Al Wajh (), also written Al Wejh, is a coastal city in north-western Saudi Arabia, situated on the coast of the Red Sea. The city is located in the Tabuk Province. It is one of the largest cities in Tabuk region, with a population of 50,000 as of 2013.

Al Wajh played a pivotal role during the Arab Revolt in World War I. In 1917, Al Wajh was taken by Prince Faisal's forces and used as a base of operations for a series of attacks on the Hejaz Railway. (See  HMS Anne for the British side of that operation). 

Al Wajh is a comparatively big city, inhabited mainly by citizens from Al Balawi, Bedaiwi-Alali, Al Huety and Al Johani  tribes. Fishing is a primary activity of the city's residents and the port is the central location where this occurs - the Al Wajh port used to be one of the main shipping centres in the region 50 years ago.

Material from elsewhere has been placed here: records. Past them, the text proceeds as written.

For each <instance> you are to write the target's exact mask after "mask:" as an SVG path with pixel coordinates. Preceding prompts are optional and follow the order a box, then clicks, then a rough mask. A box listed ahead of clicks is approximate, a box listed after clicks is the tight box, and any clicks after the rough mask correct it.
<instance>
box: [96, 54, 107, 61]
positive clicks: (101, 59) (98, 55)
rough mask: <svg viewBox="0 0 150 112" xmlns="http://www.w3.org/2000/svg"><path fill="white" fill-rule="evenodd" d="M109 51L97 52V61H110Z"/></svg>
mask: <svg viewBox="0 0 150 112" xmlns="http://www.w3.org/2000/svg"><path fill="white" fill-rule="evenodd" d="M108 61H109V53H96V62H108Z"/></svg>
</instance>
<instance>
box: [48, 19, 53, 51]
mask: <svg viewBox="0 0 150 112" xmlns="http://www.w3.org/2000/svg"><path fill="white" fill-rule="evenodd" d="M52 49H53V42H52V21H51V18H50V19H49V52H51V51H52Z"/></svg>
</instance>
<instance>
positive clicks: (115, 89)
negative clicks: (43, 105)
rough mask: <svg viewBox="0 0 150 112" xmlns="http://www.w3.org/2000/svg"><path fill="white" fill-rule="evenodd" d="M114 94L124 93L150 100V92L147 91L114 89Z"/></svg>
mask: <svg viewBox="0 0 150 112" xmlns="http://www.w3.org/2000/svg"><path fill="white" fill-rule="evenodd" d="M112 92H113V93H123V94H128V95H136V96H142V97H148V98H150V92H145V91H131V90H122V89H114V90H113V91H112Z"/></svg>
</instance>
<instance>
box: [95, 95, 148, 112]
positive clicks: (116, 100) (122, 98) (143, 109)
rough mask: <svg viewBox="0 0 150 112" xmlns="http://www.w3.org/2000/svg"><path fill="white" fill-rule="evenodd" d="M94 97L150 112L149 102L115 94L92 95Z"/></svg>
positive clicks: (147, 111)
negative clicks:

The town is served by the Al Wajh Domestic Airport and has close links with the city of Tabuk, with a road connecting the two locations.

In Art and Literature 
Al Wajh is the subject of a painting by Clarkson Frederick Stanfield, an engraving of which was published in Fisher's Drawing Room Scrap Book, 1832 as  along with a poetical illustration by Letitia Elizabeth Landon that reflects on the slowness of navigation amongst the numerous coral reefs in the area.